工学部電子通信工学科を卒業後、1987年に電子計測器メーカーに入社、光通信用電子計測器のハードウェア設計開発に従事する。1988年より2年間、通商産業省(現 経済産業省)管轄の研究機関にて光デバイスの基礎研究に携わり、延べ13年を設計と研究開発の現場で過ごす。その後、組織・業務コンサルティング会社や上場企業の経営企画責任者として、開発・技術部門の“現場上がり”の経験や知識を生かしたコンサルティング業務に従事。

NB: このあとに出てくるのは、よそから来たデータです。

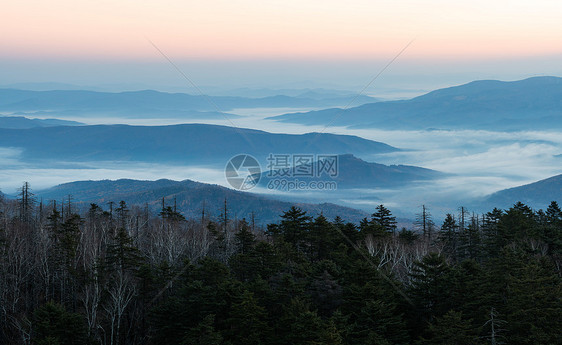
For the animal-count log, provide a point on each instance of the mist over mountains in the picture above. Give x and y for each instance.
(150, 103)
(190, 197)
(534, 103)
(186, 144)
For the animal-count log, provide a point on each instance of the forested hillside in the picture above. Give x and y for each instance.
(118, 274)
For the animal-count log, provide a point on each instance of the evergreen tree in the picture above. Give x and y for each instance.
(384, 218)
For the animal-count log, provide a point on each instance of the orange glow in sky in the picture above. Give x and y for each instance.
(311, 29)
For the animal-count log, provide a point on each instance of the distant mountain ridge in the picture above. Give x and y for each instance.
(533, 103)
(537, 194)
(191, 197)
(20, 122)
(189, 143)
(353, 172)
(148, 103)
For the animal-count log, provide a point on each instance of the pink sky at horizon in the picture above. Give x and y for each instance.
(250, 29)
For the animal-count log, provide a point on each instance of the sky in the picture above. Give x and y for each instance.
(289, 43)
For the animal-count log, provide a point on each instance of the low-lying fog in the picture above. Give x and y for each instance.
(480, 163)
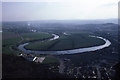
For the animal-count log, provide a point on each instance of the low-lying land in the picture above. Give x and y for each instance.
(67, 42)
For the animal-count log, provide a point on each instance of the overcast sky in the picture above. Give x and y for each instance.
(59, 10)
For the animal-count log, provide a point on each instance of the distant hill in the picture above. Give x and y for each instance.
(99, 21)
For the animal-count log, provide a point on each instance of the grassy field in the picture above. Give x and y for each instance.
(11, 38)
(50, 59)
(8, 39)
(73, 41)
(35, 36)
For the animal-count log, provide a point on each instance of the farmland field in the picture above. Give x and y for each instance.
(66, 42)
(35, 36)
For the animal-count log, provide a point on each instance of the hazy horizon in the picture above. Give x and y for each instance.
(62, 10)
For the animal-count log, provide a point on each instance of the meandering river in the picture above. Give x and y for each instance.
(73, 51)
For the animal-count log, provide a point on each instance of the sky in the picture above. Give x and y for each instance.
(24, 10)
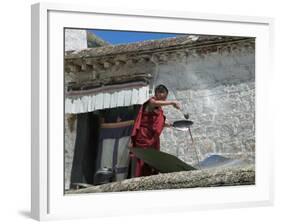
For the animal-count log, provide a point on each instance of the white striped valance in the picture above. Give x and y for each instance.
(103, 100)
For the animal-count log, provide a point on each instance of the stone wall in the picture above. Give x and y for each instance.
(217, 89)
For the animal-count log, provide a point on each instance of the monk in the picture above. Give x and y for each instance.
(148, 126)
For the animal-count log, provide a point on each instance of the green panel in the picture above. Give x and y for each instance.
(161, 161)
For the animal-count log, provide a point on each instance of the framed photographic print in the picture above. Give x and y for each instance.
(165, 111)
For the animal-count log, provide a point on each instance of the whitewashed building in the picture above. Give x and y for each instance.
(212, 76)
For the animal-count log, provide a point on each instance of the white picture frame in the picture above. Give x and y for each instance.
(48, 200)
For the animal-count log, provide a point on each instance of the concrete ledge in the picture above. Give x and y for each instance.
(186, 179)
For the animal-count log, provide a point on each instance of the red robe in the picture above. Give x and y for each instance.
(146, 134)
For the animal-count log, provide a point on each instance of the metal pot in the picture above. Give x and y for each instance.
(182, 125)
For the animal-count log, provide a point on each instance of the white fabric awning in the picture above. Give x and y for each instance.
(91, 101)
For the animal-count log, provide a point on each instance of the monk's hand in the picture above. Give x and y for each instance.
(130, 145)
(168, 124)
(176, 105)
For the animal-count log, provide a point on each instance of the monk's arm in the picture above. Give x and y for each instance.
(165, 103)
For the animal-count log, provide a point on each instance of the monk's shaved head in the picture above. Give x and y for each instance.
(161, 89)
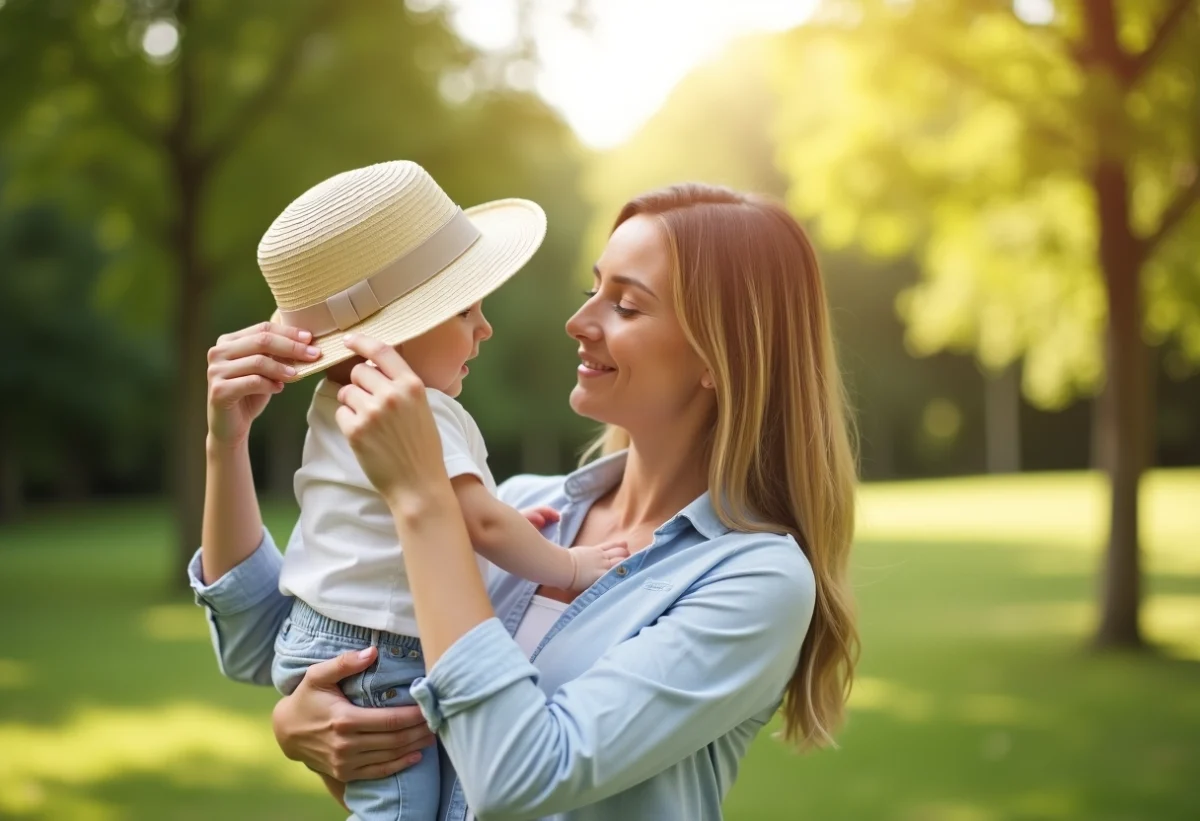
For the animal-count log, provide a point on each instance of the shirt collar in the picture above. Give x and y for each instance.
(597, 478)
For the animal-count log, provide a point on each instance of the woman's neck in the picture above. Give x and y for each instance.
(661, 478)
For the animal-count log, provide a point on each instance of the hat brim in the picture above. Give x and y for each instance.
(510, 233)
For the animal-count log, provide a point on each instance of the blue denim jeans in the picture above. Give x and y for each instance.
(306, 637)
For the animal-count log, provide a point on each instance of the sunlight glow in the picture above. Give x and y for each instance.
(160, 40)
(610, 79)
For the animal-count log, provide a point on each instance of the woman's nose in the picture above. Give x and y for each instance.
(582, 324)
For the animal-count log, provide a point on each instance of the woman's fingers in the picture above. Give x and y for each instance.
(369, 377)
(263, 342)
(298, 334)
(253, 365)
(232, 390)
(406, 724)
(385, 769)
(354, 397)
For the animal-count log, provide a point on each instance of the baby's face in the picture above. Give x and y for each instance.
(439, 355)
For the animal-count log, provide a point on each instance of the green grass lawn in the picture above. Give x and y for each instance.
(977, 699)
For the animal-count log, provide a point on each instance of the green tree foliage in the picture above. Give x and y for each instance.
(1043, 166)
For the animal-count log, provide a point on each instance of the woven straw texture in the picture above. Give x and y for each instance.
(355, 223)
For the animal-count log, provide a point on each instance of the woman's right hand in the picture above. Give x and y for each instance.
(318, 726)
(245, 370)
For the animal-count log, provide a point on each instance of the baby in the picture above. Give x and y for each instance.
(383, 251)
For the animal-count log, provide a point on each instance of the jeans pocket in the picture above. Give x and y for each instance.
(295, 651)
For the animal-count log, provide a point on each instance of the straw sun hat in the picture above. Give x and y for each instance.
(383, 251)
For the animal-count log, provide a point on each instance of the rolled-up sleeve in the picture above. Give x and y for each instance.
(720, 655)
(245, 610)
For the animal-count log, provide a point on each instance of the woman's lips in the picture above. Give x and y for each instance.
(589, 367)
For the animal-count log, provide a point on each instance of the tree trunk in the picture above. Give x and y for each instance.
(1125, 424)
(1102, 412)
(191, 315)
(12, 477)
(191, 339)
(1002, 419)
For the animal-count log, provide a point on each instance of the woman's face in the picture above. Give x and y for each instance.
(637, 370)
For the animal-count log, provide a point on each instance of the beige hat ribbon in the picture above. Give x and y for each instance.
(365, 298)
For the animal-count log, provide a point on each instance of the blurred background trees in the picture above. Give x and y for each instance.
(1041, 160)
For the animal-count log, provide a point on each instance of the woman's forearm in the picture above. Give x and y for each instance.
(233, 523)
(448, 592)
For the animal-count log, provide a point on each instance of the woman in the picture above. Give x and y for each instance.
(726, 468)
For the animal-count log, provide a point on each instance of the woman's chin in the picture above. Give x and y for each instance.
(586, 405)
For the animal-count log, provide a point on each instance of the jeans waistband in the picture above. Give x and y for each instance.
(309, 619)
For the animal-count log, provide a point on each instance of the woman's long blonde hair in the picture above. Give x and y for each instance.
(751, 301)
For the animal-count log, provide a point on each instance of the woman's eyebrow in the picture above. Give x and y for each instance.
(625, 280)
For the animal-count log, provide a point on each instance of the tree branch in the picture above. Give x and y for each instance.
(1036, 123)
(257, 105)
(127, 113)
(1174, 213)
(1144, 61)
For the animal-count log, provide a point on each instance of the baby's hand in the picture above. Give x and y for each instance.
(540, 516)
(593, 561)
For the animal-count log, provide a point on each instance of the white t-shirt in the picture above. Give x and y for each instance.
(347, 564)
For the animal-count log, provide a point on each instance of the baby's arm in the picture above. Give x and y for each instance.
(505, 538)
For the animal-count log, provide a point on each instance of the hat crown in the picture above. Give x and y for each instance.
(347, 228)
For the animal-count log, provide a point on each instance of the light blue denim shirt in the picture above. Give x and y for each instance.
(641, 700)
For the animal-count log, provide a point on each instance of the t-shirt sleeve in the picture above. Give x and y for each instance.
(455, 448)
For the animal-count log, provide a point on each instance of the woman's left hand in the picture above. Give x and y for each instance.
(388, 421)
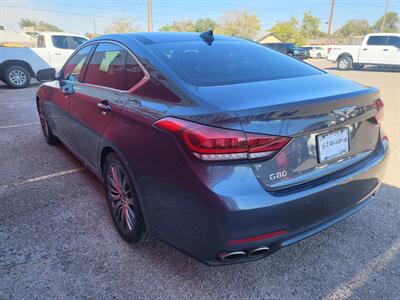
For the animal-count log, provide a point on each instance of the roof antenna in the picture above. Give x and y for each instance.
(208, 36)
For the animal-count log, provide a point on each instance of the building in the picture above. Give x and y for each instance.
(267, 37)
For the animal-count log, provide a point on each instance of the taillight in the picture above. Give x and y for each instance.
(212, 143)
(378, 103)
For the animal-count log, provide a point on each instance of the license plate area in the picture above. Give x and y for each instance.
(333, 145)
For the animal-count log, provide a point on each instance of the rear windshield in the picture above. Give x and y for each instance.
(228, 62)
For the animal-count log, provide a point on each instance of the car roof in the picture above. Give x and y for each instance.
(164, 37)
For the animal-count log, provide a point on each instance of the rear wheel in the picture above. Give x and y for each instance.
(50, 138)
(344, 63)
(122, 200)
(17, 76)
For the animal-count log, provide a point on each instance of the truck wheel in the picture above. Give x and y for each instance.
(358, 66)
(17, 77)
(344, 63)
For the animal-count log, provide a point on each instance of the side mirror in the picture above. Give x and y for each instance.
(46, 75)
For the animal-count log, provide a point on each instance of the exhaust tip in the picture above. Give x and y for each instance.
(261, 251)
(231, 256)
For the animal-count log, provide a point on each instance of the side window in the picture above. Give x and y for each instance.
(394, 41)
(75, 41)
(377, 40)
(106, 67)
(60, 41)
(73, 68)
(41, 42)
(133, 73)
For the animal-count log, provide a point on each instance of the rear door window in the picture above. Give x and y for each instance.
(112, 66)
(73, 70)
(377, 40)
(60, 41)
(76, 41)
(228, 62)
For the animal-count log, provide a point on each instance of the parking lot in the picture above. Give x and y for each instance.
(57, 239)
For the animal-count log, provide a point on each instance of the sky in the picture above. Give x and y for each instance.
(81, 16)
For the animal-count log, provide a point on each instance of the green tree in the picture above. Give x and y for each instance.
(310, 26)
(239, 23)
(353, 28)
(179, 26)
(202, 25)
(391, 23)
(41, 26)
(288, 31)
(122, 26)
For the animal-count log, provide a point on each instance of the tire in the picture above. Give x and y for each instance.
(344, 63)
(17, 77)
(358, 66)
(48, 135)
(122, 200)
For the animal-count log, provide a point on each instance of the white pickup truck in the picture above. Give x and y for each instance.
(379, 49)
(19, 65)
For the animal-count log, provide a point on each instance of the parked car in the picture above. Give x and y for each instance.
(221, 147)
(378, 49)
(289, 49)
(316, 51)
(18, 65)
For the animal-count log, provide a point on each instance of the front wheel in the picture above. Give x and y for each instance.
(17, 77)
(122, 200)
(344, 63)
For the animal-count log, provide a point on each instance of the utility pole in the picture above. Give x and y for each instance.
(149, 16)
(330, 18)
(94, 25)
(384, 16)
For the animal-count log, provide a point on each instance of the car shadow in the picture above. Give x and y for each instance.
(369, 69)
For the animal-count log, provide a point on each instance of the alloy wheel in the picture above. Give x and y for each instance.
(121, 196)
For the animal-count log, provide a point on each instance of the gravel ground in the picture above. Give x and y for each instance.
(57, 239)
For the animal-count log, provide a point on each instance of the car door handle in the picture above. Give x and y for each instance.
(104, 107)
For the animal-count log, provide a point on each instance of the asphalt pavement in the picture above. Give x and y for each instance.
(57, 239)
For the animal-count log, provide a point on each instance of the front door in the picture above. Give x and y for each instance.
(63, 94)
(97, 99)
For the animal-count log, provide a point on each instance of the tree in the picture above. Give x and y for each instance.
(353, 28)
(391, 23)
(202, 25)
(310, 26)
(288, 31)
(239, 23)
(122, 26)
(179, 26)
(41, 26)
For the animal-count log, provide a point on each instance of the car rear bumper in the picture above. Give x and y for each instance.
(229, 205)
(303, 211)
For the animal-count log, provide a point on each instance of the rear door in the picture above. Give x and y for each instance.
(97, 100)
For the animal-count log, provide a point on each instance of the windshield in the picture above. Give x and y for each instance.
(228, 62)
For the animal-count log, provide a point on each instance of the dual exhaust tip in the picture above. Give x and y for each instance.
(237, 255)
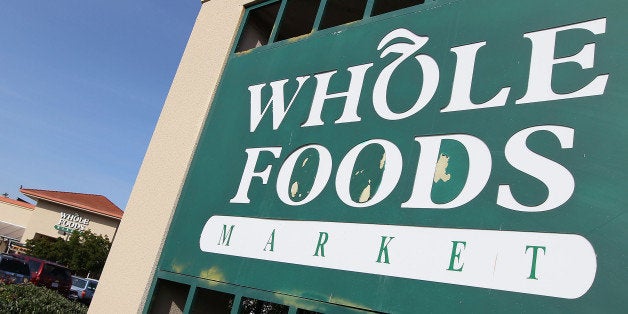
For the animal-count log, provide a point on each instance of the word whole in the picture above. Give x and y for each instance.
(558, 180)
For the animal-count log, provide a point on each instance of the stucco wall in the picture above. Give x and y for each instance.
(14, 214)
(47, 214)
(130, 268)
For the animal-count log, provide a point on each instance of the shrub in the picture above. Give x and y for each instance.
(32, 299)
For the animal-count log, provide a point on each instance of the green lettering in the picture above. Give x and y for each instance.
(455, 255)
(225, 236)
(535, 249)
(383, 250)
(271, 242)
(320, 247)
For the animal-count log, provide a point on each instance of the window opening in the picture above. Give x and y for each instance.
(169, 297)
(254, 306)
(298, 18)
(258, 26)
(338, 12)
(211, 301)
(385, 6)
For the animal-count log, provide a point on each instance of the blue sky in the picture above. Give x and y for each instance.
(82, 84)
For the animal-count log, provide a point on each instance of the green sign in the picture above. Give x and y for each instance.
(61, 228)
(464, 156)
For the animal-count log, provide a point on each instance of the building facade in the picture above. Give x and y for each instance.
(56, 214)
(384, 156)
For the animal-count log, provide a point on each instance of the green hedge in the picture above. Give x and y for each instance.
(31, 299)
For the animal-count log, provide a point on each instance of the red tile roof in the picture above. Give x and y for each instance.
(97, 204)
(18, 203)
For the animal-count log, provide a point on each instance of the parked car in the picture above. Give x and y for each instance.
(49, 274)
(13, 270)
(83, 289)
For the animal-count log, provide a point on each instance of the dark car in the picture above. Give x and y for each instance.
(83, 289)
(13, 270)
(49, 274)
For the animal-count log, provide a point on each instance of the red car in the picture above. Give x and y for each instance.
(49, 274)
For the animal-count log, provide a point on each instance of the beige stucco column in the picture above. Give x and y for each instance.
(130, 268)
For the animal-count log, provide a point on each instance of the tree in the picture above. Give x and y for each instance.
(84, 252)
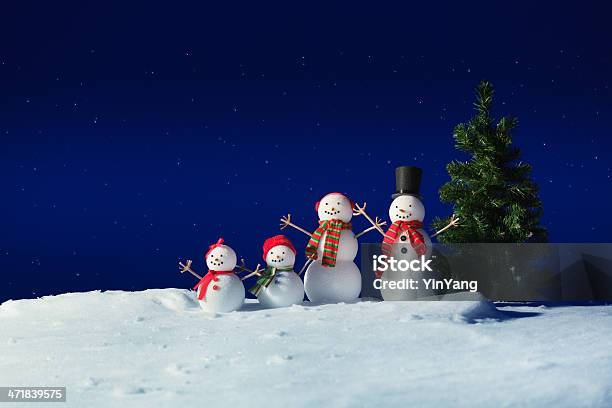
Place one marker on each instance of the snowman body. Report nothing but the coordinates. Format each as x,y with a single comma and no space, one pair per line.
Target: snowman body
342,282
285,290
229,296
407,208
286,287
226,293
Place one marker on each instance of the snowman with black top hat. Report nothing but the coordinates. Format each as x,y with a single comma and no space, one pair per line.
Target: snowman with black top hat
406,238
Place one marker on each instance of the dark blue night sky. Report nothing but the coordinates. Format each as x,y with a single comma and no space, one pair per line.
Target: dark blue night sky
135,135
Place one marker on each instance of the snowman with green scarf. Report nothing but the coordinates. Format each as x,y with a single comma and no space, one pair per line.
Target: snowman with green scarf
278,285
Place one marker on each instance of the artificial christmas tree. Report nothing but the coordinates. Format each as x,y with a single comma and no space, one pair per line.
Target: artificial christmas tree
492,193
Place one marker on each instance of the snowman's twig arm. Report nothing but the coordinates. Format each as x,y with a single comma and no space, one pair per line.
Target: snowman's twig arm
308,262
286,221
373,227
454,221
243,268
361,210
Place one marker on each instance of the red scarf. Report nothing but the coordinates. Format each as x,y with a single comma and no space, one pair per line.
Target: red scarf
416,238
205,281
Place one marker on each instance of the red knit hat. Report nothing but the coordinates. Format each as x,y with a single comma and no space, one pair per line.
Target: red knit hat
277,240
213,246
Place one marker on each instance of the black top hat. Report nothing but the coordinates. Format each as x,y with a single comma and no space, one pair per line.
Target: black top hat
407,181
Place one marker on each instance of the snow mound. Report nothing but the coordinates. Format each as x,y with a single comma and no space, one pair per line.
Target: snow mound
157,348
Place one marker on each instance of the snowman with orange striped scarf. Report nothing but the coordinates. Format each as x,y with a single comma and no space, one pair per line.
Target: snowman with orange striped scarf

2009年5月に株式会社カレンコンサルティングを設立。現場の自主性を重視した「プロセス共有型」のコンサルティングスタイルを提唱。技術評論社より『上流モデリングによる業務改善手法入門』を出版。2012年からEE Times Japanにて『いまどきエンジニアの育て方』『“AI”はどこへ行った?』などのコラムを連載。

一般社団法人TXアントレプレナーパートナーズ(TEP)で技術系ベンチャー企業支援と、厚生労働省「戦略産業雇用創造プロジェクト」の採択自治体である「鳥取県戦略産業雇用創造プロジェクト(CMX)」のボードメンバーとして製造業支援を実施中。